Autoregressive Multimodal LLMs
- Autoregressive Multimodal LLMs are unified generative models that extend next-token prediction to various modalities like text, images, and audio.
- They employ a single decoder-only Transformer enhanced by modality-specific adapters, projection layers, and mixture-of-experts for coherent output.
- Training leverages unified losses and staged curricula that enable robust multimodal reasoning, spatial grounding, and dynamic mode switching.
Autoregressive Multimodal LLMs (MLLMs) are unified generative models that extend the autoregressive next-token prediction paradigm of LLMs to encompass multiple data modalities—such as text, images, audio, video, motion, and coordinate sequences. These models are designed to ingest, process, and generate complex multimodal sequences in a left-to-right causal fashion, leveraging shared or extended vocabularies and unified embedding spaces. Key innovations span from unified tokenization schemes (spatial, discrete, or continuous) and modality-specific architectural adaptations to dynamic reasoning mode switching, automated cross-modal grounding, and scalable training regimes that preserve both general language and modality-specific capabilities.
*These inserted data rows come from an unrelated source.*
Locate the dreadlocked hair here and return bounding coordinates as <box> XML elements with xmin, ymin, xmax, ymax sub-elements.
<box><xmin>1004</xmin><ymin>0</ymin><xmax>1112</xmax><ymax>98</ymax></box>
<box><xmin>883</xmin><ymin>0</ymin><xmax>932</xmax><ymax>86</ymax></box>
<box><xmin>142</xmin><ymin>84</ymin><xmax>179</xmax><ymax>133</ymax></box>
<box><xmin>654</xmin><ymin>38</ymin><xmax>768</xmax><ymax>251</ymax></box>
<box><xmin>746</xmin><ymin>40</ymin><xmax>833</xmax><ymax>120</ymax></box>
1. Architectural Foundations and Unified Tokenization
Autoregressive MLLMs rely on a single backbone Transformer, typically decoder-only, whose core next-token prediction objective is extended to accommodate new modalities via unified or specialized tokenization approaches. Depending on the model, input modalities are discretized (e.g., VQ‐VAE visual tokens, "visual words"), projected into the language space via adapters or X2L interfaces, or represented as continuous embeddings (e.g., causal VAE latents for motion). Token streams are concatenated for joint attention, often with specialized boundary, modality, or task tokens (Wu et al., 2024, Ren et al., 11 Dec 2025).
Major tokenization approaches include:
| Approach | Description | Key Models |
|---|---|---|
| Spatial Discretization | VQ‐VAE/VQGAN codes, patch tokens | Liquid, AR-Omni, JAM |
| Visual Words | Map image patches to text-vocab distributions | VW-LMM |
| Diffusion Timestep Tokens | Recursive, order-sensitive visual language | DDT-LLaMA |
| Point Tokens/Embeddings | Continuous/embedded waypoints for trajectories | AutoTraces |
| Audio/Speech Quantization | Single-codebook acoustic tokens | AR-Omni, Llama-AVSR |
| Causal Continuous Latents | Streaming continuous embeddings for motion | LLaMo |
| Explicit Spatial Tokens | Grid and offset tokens for 2D reasoning | GETok |
This design allows a unified decoder to process arbitrary interleavings of text and non-text modalities, supporting "any-to-any" generation by virtue of a joint vocabulary and/or interleaved sequence—without requiring modality-specific decoders (Cheng et al., 25 Jan 2026, Wu et al., 2024).
2. Modality Integration and Representation Strategies
Modality integration is achieved through a combination of architectural and representational enhancements:
- Adapters and Projection Layers: Frozen modality-specific encoders (e.g., CLIP, Whisper, AV-HuBERT, VQVAE) map raw data into fixed-length vectors, which are projected into the LLM token space via lightweight adapters or multi-layer perceptrons (Li et al., 2024, Cappellazzo et al., 2024).
- Modality-Specific Decoder Branches and MoEs: Modality-dependent "mixture-of-experts" blocks (MoT, Visual Attention Experts) enable adaptation of attention/QKV projections for distinct token types, while preserving the frozen parameters for core language modeling (Li et al., 12 Feb 2026, She et al., 2024).
- Specialized Token/-Type Vocabularies: Dedicated task, grounding, spatial, or reasoning tokens are appended to signal modality boundaries, support downstream routing (UnifiedMLLM), or enable fine-grained spatial control (GETok) (Li et al., 2024, Ren et al., 11 Dec 2025).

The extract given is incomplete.